Dès que les semelles d’Alteima furent entrées en contact avec le sol, Cara, sa dame de compagnie, sauta à son tour du carrosse et courut s’assurer que la robe de sa maîtresse tombait à la perfection. Agacée, Alteima referma son éventail et l’abattit sèchement sur le poignet de la fille. Enfin, on ne faisait pas ce genre de chose dans une cour ! Reculant d’un bond, Cara – quel nom ridicule ! – se frotta le poignet avec un air de chien battu et des larmes dans les yeux.

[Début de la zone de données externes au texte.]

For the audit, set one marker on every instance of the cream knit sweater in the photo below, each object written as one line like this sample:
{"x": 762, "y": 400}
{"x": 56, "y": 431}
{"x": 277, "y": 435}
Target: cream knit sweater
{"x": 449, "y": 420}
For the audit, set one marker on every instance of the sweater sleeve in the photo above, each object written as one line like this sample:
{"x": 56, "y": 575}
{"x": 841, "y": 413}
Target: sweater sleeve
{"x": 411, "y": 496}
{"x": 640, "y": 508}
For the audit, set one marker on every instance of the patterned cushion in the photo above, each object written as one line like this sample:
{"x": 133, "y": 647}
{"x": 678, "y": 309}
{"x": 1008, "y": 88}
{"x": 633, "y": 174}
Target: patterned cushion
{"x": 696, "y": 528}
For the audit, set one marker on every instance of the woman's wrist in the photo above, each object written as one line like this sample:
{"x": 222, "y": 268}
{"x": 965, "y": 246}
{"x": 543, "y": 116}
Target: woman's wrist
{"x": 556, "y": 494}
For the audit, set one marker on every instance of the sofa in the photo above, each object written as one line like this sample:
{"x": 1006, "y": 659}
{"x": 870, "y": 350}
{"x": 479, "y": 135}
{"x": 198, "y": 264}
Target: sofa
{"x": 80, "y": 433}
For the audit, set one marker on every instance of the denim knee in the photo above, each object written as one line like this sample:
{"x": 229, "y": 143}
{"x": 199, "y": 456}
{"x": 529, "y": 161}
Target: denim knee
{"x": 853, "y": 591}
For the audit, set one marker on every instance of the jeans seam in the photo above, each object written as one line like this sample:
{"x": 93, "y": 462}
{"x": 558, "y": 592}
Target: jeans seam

Alteima eut une moue irritée. Cette idiote ne savait même pas comment réagir quand on la tançait gentiment. Inutile de s’aveugler, trop mal dégrossie, elle ne ferait pas l’affaire. Mais une dame, surtout si elle entendait se distinguer des autres réfugiés qui grouillaient dans ce royaume, devait absolument avoir une servante. C’était vital !
En chemin, Alteima avait vu des hommes et des femmes travailler sous un soleil de plomb – voire mendier dans les rues. Des malheureux vêtus de haillons qui étaient naguère une tenue de noble du Cairhien – à ce propos, elle pensait avoir reconnu une ou deux de ses anciennes relations.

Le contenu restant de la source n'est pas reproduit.